Property expenses can also add up quickly if you own several single-family rentals. Things like insurance, property taxes, and ongoing maintenance and upgrades can get pricey all added together.

Cons of Investing in Apartment Buildings

Probably the biggest downside to buying an apartment building is the cost. It can be expensive to buy multifamily units and they typically require more capital upfront. If you buy in the Anaheim area, you should expect to be able to put down around 20% of the purchase price of the property.

Another drawback is management. While it is convenient that all of your tenants are located in one place, it can also be a lot to handle to have a number of tenants at once. This means you’ll have more responsibility, potentially more problems more often, and will require more organization.

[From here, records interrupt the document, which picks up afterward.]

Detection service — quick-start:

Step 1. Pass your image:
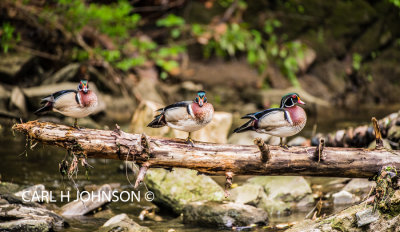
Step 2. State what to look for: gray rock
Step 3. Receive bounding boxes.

[61,184,112,216]
[356,208,379,227]
[247,176,312,202]
[183,202,268,228]
[332,190,355,205]
[98,213,151,232]
[247,176,314,215]
[15,184,46,202]
[0,181,20,195]
[343,178,376,194]
[229,184,266,206]
[145,168,225,214]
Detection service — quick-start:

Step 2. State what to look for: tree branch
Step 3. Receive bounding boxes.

[13,121,400,177]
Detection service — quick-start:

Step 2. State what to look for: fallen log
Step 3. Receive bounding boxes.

[13,121,400,179]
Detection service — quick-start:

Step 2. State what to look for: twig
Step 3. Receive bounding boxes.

[225,172,233,197]
[314,138,325,163]
[134,162,150,189]
[371,117,383,149]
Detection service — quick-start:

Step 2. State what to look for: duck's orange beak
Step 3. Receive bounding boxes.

[199,98,204,107]
[297,97,306,105]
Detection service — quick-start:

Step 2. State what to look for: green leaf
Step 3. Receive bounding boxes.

[156,14,185,27]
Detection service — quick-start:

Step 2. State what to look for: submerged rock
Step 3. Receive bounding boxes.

[15,184,46,202]
[287,190,400,232]
[0,204,65,231]
[332,190,355,205]
[356,208,379,227]
[98,213,151,232]
[230,176,314,215]
[183,202,268,228]
[0,185,67,231]
[247,176,312,202]
[61,184,112,216]
[343,178,376,194]
[145,168,224,214]
[229,184,266,206]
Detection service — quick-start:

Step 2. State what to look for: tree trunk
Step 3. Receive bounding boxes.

[13,121,400,178]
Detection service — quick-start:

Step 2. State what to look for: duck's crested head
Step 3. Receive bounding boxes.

[78,80,89,93]
[194,90,207,107]
[280,93,306,108]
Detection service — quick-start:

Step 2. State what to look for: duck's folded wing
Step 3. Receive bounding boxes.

[54,91,79,109]
[163,101,192,122]
[256,108,292,130]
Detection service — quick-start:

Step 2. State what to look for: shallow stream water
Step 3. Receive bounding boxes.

[0,107,395,232]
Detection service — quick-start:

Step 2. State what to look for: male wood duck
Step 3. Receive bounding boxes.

[147,91,214,146]
[233,93,307,148]
[35,80,97,128]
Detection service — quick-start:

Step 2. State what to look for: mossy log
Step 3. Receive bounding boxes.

[13,121,400,178]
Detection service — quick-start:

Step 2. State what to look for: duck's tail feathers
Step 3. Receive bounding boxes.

[147,114,167,128]
[233,120,254,133]
[242,113,257,120]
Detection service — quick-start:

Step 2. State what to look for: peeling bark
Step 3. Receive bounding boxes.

[13,121,400,178]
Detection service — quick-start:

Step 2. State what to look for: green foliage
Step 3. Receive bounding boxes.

[56,0,140,39]
[389,0,400,8]
[156,14,185,39]
[198,19,306,86]
[353,53,362,71]
[0,22,21,53]
[10,0,310,82]
[44,0,186,78]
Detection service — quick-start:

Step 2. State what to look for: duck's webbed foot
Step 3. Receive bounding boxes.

[279,138,290,150]
[74,118,81,130]
[186,132,194,147]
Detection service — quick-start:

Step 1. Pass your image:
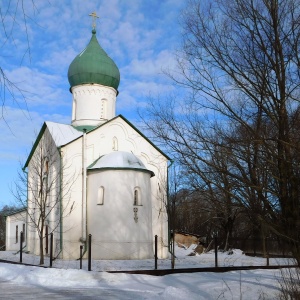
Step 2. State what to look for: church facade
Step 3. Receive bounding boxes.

[6,23,169,259]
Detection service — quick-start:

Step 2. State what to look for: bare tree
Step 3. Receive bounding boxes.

[144,0,300,263]
[13,131,74,264]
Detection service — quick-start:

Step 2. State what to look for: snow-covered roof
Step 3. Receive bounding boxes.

[88,151,154,176]
[45,121,82,147]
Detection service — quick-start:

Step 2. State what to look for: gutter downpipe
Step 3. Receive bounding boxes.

[58,147,63,256]
[81,129,87,253]
[167,159,174,254]
[21,167,28,250]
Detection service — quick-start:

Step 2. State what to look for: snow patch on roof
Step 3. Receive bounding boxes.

[88,151,154,176]
[46,121,82,147]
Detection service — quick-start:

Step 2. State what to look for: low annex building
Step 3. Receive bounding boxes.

[6,18,169,259]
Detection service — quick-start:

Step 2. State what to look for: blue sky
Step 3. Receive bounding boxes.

[0,0,186,208]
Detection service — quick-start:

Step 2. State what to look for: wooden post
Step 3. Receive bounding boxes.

[88,234,92,271]
[20,231,23,262]
[50,232,53,268]
[80,245,83,270]
[154,235,157,270]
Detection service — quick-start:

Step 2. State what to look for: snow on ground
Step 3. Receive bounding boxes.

[0,247,292,300]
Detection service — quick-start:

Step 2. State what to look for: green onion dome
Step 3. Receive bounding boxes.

[68,29,120,90]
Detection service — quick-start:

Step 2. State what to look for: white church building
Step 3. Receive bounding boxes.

[6,21,169,259]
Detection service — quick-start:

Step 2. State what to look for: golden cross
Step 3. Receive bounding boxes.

[89,11,99,29]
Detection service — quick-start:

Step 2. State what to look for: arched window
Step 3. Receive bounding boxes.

[72,99,77,121]
[112,136,119,151]
[97,186,104,205]
[133,187,142,205]
[100,99,107,119]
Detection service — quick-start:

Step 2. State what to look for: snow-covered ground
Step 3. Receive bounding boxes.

[0,247,292,300]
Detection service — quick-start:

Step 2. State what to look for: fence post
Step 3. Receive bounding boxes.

[80,245,83,270]
[50,232,53,268]
[88,234,92,271]
[20,231,23,262]
[214,236,218,268]
[154,235,157,270]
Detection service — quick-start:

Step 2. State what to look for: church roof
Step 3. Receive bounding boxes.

[23,115,171,169]
[88,151,154,177]
[24,121,82,169]
[68,29,120,90]
[45,122,82,147]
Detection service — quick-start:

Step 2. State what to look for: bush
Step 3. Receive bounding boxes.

[278,267,300,300]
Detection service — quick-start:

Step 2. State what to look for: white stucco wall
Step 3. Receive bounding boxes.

[61,117,168,259]
[26,128,62,255]
[87,170,153,259]
[21,117,168,259]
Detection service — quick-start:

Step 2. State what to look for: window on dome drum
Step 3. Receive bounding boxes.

[97,186,104,205]
[16,225,19,244]
[133,187,142,205]
[100,99,107,119]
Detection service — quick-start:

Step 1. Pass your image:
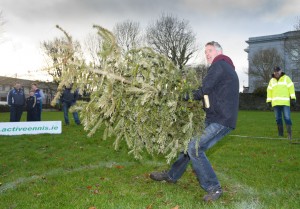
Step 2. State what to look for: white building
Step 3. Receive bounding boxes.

[245,31,300,93]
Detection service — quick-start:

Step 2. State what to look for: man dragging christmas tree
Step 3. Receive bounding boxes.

[150,41,239,202]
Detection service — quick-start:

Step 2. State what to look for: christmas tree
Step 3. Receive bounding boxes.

[48,26,205,162]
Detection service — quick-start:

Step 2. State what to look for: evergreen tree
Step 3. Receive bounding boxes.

[48,26,205,162]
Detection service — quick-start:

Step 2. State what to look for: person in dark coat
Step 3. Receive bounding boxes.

[150,41,239,202]
[26,91,38,121]
[60,86,80,125]
[7,82,25,122]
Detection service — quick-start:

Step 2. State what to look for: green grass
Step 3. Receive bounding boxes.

[0,111,300,209]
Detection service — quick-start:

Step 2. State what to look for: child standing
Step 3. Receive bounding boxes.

[26,91,37,121]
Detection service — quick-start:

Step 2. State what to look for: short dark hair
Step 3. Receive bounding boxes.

[205,41,223,51]
[273,66,281,72]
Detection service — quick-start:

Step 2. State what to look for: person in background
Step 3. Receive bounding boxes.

[150,41,239,202]
[7,82,25,122]
[26,91,37,121]
[60,85,80,125]
[31,83,45,121]
[267,66,296,139]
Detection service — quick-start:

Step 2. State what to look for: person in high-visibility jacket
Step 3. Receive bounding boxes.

[267,66,296,139]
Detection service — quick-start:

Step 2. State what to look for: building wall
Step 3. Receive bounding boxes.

[245,32,300,93]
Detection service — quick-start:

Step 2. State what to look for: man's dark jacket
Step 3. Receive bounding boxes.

[193,55,239,128]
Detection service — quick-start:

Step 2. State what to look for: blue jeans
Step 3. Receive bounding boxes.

[274,105,292,126]
[63,102,80,125]
[168,123,232,192]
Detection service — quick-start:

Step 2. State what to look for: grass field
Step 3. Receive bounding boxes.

[0,111,300,209]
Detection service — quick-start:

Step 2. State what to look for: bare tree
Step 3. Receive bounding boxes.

[249,48,283,83]
[146,14,197,69]
[42,26,82,84]
[113,20,142,54]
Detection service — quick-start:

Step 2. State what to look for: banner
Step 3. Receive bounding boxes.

[0,121,62,135]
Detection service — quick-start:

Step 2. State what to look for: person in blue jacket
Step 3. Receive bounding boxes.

[31,83,45,121]
[60,85,80,125]
[150,41,239,202]
[7,82,25,122]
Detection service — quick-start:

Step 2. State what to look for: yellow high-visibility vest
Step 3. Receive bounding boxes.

[267,75,296,107]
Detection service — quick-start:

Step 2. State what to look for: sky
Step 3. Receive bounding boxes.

[0,0,300,89]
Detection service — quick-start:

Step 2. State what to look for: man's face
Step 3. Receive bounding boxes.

[205,45,221,64]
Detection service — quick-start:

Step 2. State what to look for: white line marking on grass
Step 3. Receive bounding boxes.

[229,135,300,141]
[0,161,163,194]
[217,172,266,209]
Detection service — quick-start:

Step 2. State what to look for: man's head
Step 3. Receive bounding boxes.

[273,66,282,78]
[31,83,38,91]
[15,82,21,89]
[205,41,223,64]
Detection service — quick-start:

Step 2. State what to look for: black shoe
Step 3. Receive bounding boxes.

[150,171,176,183]
[203,189,223,202]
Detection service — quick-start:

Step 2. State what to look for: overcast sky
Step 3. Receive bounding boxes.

[0,0,300,89]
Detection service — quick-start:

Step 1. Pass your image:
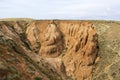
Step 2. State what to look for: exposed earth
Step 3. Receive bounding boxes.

[0,19,120,80]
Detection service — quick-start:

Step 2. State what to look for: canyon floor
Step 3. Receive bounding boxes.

[0,18,120,80]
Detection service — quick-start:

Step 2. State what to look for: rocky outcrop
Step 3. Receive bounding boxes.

[26,21,98,80]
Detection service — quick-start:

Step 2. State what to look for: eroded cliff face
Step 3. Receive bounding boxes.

[26,20,98,80]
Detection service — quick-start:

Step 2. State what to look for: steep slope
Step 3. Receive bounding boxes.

[26,20,98,80]
[0,20,120,80]
[0,21,62,80]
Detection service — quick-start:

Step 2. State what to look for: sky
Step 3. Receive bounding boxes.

[0,0,120,20]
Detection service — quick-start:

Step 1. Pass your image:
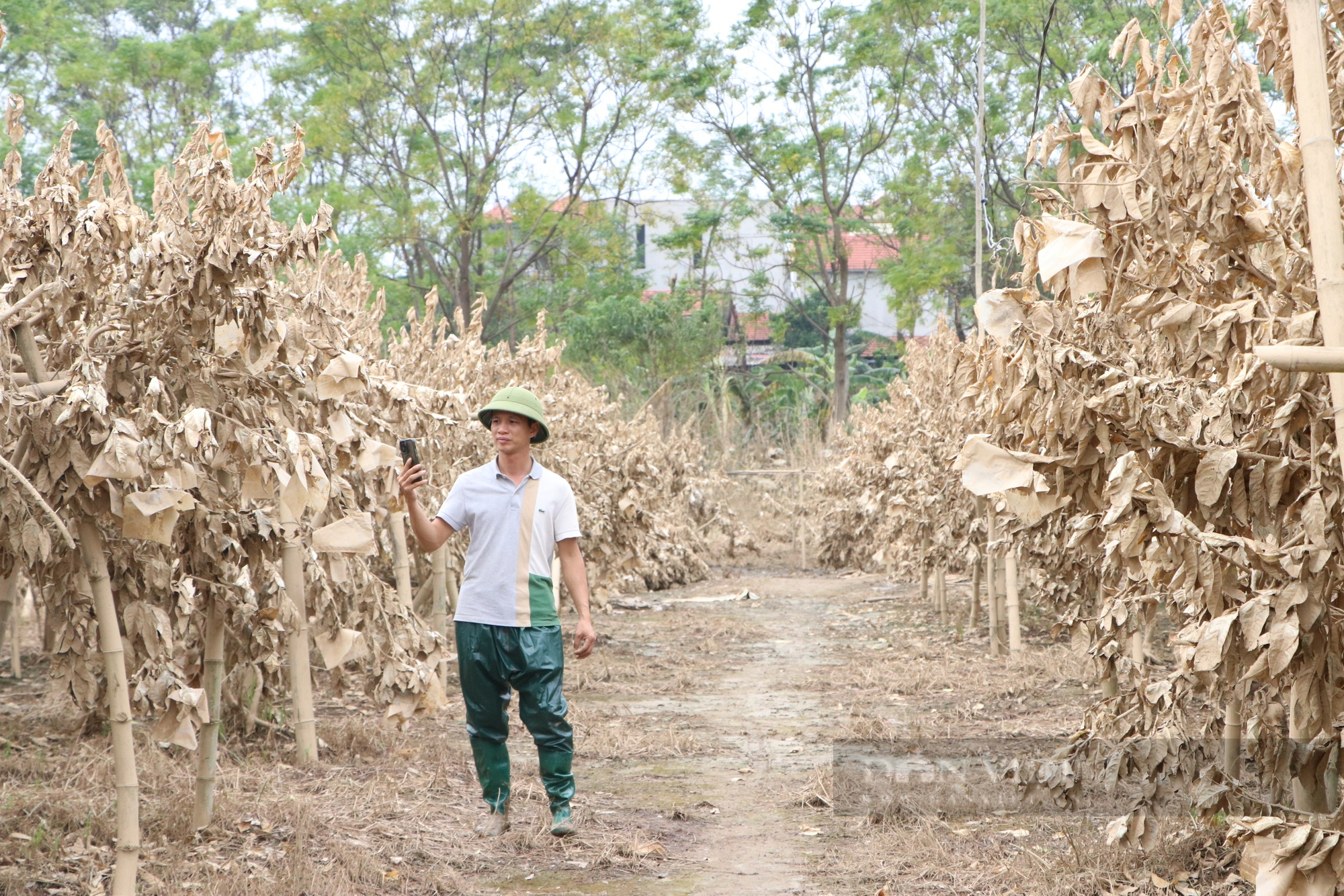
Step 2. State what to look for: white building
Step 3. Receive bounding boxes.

[622,199,896,336]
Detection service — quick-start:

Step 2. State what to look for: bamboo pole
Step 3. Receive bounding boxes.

[938,567,948,626]
[1004,544,1021,657]
[966,557,984,631]
[191,594,224,830]
[281,532,317,766]
[387,513,411,607]
[1258,0,1344,811]
[0,572,19,669]
[919,532,929,603]
[985,502,1004,657]
[429,544,448,688]
[79,517,140,896]
[798,469,808,570]
[1284,0,1344,462]
[9,588,23,678]
[1251,345,1344,373]
[973,0,985,300]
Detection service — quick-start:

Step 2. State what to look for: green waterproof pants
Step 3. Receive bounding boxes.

[456,622,574,811]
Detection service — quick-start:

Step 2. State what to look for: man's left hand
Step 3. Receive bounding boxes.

[574,617,597,660]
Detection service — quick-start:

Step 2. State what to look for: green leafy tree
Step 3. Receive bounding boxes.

[273,0,696,326]
[695,0,903,435]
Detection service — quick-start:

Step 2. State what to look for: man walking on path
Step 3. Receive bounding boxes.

[398,387,597,837]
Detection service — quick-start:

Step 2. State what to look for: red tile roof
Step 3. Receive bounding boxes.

[859,336,896,357]
[738,312,770,343]
[844,234,900,270]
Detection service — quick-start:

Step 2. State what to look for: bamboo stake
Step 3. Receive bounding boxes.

[985,504,1004,657]
[9,586,23,678]
[79,517,140,896]
[1251,345,1344,373]
[191,595,224,830]
[0,572,19,669]
[798,469,808,570]
[281,532,317,766]
[1284,0,1344,462]
[973,0,985,300]
[938,567,948,626]
[243,664,266,737]
[1004,544,1021,657]
[919,532,929,603]
[966,557,981,631]
[429,544,448,688]
[387,513,411,607]
[1101,660,1120,697]
[1284,0,1344,785]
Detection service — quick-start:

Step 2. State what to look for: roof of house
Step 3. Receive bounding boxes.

[738,312,770,343]
[859,336,896,357]
[844,234,900,270]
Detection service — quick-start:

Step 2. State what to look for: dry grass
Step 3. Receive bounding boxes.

[0,578,1247,896]
[0,664,704,896]
[570,707,716,760]
[566,604,766,696]
[810,813,1239,896]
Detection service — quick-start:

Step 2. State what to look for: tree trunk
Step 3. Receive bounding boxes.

[79,517,140,896]
[1223,692,1242,778]
[191,595,224,830]
[831,320,849,433]
[938,567,948,626]
[985,502,1004,657]
[281,533,317,766]
[387,512,411,609]
[429,544,448,688]
[453,230,473,326]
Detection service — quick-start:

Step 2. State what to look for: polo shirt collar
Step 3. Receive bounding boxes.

[491,454,546,480]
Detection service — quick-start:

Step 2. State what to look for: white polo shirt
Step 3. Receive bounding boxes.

[438,458,581,627]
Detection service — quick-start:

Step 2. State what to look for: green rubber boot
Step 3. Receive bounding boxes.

[472,737,509,837]
[536,747,574,837]
[551,803,574,837]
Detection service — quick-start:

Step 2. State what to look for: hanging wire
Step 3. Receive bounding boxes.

[1023,0,1059,165]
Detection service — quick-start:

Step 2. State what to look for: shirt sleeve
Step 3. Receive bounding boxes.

[555,482,583,541]
[435,476,470,532]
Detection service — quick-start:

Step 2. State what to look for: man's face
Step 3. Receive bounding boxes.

[491,411,542,454]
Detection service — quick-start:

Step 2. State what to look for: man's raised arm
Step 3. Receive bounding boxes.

[396,461,453,553]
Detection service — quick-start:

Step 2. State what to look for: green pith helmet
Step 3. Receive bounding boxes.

[476,386,551,445]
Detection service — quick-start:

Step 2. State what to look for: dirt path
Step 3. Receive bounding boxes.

[594,578,845,896]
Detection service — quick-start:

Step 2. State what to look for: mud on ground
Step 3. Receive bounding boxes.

[0,567,1239,896]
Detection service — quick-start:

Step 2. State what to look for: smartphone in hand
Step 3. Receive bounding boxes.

[398,439,427,482]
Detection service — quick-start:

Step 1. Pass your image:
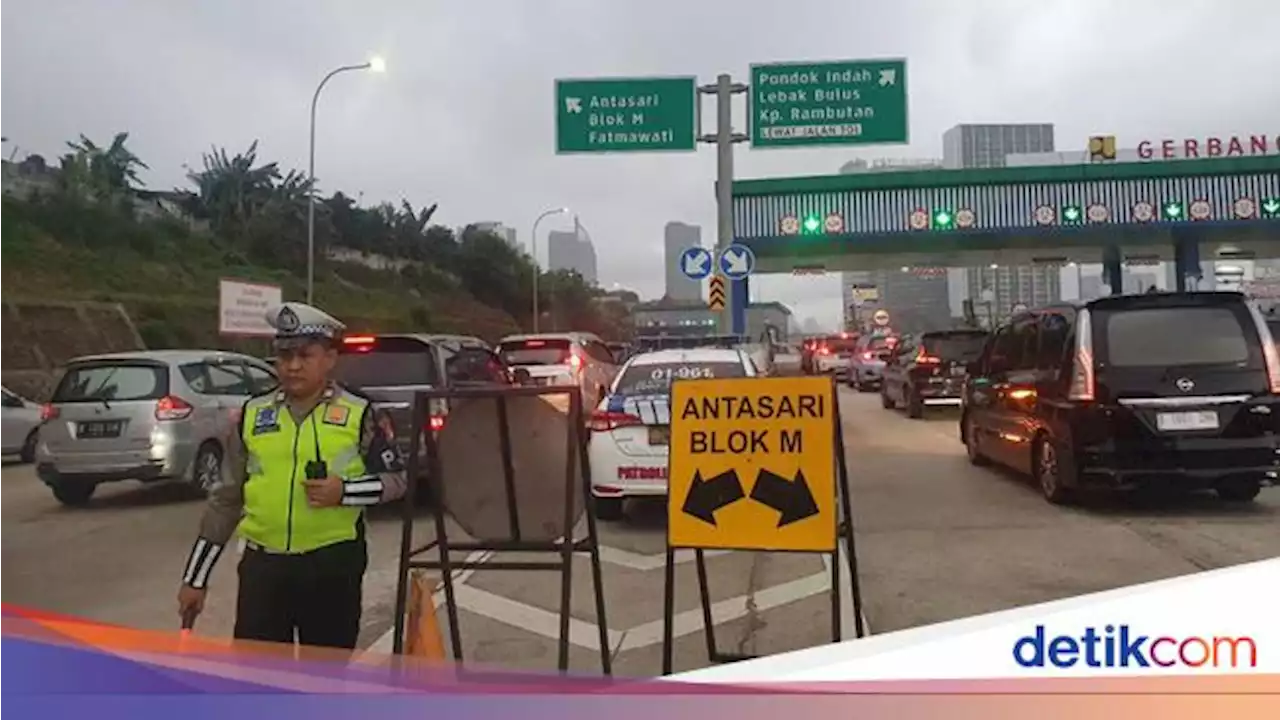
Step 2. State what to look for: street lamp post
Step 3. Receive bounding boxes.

[307,58,387,305]
[529,208,568,333]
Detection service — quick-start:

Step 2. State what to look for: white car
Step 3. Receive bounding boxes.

[588,347,759,520]
[498,333,618,411]
[0,386,40,462]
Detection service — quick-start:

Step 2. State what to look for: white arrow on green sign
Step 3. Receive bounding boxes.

[751,60,909,147]
[556,77,698,154]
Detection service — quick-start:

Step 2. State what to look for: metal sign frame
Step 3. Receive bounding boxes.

[392,386,613,675]
[662,371,867,675]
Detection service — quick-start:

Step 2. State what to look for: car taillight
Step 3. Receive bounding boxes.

[156,395,195,420]
[1066,310,1096,402]
[588,410,644,433]
[1249,302,1280,395]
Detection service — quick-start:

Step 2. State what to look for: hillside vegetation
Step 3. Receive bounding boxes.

[0,133,627,356]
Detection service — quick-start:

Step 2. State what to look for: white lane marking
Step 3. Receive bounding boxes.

[600,546,731,571]
[355,550,494,662]
[620,571,831,652]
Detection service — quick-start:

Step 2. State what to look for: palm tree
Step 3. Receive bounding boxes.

[186,141,290,233]
[67,132,150,193]
[58,132,148,200]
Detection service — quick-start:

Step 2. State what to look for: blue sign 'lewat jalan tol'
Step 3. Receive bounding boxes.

[677,247,712,281]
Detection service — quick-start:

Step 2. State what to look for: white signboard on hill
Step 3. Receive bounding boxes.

[218,278,284,336]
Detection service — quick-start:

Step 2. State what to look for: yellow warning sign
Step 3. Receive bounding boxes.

[667,377,837,552]
[1089,135,1116,163]
[707,275,726,310]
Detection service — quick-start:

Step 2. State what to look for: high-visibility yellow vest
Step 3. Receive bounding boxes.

[238,388,369,552]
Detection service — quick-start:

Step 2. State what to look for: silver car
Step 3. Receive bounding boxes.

[847,336,897,392]
[36,350,276,505]
[498,333,618,410]
[0,386,40,462]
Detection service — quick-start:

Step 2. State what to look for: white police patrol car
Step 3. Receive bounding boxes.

[588,347,758,520]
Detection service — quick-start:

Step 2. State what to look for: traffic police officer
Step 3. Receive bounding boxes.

[178,302,406,650]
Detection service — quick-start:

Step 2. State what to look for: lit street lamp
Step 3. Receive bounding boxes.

[307,56,387,305]
[529,208,568,333]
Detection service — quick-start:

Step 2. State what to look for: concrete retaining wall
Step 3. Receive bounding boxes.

[0,301,146,401]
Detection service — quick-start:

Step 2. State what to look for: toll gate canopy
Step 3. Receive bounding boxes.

[733,155,1280,274]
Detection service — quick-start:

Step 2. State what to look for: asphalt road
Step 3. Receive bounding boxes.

[0,389,1280,675]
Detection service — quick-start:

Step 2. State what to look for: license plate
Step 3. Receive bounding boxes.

[76,420,124,439]
[1156,410,1217,430]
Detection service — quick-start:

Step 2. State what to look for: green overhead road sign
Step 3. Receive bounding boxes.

[556,77,698,154]
[751,60,909,147]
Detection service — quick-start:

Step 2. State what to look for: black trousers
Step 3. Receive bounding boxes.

[234,538,369,650]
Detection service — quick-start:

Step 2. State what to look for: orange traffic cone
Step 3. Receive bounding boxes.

[404,570,444,664]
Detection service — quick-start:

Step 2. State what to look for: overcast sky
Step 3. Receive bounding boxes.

[0,0,1280,327]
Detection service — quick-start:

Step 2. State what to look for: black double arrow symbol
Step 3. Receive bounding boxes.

[681,470,820,528]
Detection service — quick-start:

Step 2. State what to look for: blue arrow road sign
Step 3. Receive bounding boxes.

[680,247,712,281]
[721,243,755,281]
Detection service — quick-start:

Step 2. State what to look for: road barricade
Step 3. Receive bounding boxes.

[393,386,612,675]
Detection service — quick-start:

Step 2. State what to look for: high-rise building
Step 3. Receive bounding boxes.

[840,159,951,332]
[662,222,703,301]
[942,123,1061,319]
[547,218,599,284]
[942,123,1053,169]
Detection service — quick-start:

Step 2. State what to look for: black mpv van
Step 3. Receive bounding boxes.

[960,292,1280,503]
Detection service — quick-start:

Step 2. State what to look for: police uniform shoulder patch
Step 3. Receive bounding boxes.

[253,405,280,436]
[324,405,351,427]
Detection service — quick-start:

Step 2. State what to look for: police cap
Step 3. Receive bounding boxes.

[266,302,347,347]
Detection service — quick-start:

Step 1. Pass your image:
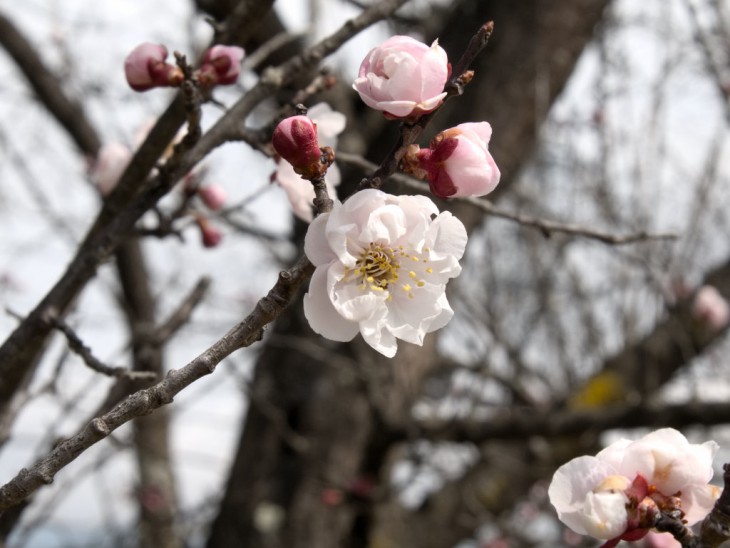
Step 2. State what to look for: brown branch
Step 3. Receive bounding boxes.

[392,402,730,443]
[337,152,677,245]
[0,257,314,512]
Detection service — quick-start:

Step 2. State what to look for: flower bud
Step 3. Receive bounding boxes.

[124,42,183,91]
[692,285,730,331]
[271,115,322,178]
[198,46,244,86]
[352,36,451,118]
[417,122,500,198]
[198,185,228,211]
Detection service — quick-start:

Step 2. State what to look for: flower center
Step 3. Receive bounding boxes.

[355,243,400,291]
[343,243,433,300]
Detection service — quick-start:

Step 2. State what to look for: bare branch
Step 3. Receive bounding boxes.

[0,257,314,512]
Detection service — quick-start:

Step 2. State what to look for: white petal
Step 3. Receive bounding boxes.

[581,491,628,539]
[548,456,616,535]
[304,266,358,342]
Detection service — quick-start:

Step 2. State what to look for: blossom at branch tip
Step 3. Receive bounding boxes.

[304,189,467,357]
[352,36,451,119]
[198,45,245,86]
[124,42,183,91]
[271,103,346,223]
[548,428,720,546]
[89,142,132,196]
[403,122,501,198]
[692,285,730,331]
[198,184,228,211]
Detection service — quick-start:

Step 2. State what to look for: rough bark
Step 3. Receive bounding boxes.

[208,0,607,548]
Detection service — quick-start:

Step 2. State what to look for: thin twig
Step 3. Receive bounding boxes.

[337,152,678,245]
[0,257,314,513]
[49,318,157,380]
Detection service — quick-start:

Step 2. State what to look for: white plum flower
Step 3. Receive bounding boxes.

[304,189,467,357]
[548,428,719,545]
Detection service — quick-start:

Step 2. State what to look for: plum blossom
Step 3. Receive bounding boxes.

[692,285,730,331]
[198,45,244,86]
[124,42,183,91]
[272,103,346,223]
[304,189,467,357]
[404,122,500,198]
[548,428,720,547]
[352,36,451,118]
[89,142,132,196]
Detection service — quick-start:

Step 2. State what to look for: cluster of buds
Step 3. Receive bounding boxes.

Hiring a property management company can help to eliminate this drawback. If you’re wondering how to budget for Irvine rental property management, check out our article on the topic here.

Apartment Vs. House: Either Way, Property Management Makes Being a Landlord in Anaheim a Breeze

As you can see, there isn’t a set answer when comparing a single-family house vs. apartment as an investment. The right choice for you will depend on your particular circumstance and what type of landlord you want to be. Some people might find that single-family homes offer the right amount of flexibility and diversification, while others might appreciate the economy of scale that is accessible with apartment buildings.

If you’re planning on becoming a landlord, the property management aspects of the role can start to build up quickly. This is particularly true once your portfolio grows, and you are managing many properties in the Anaheim area at once. Hiring a property management company can make your “passive income” source truly passive, rather than turning into a second full-time job.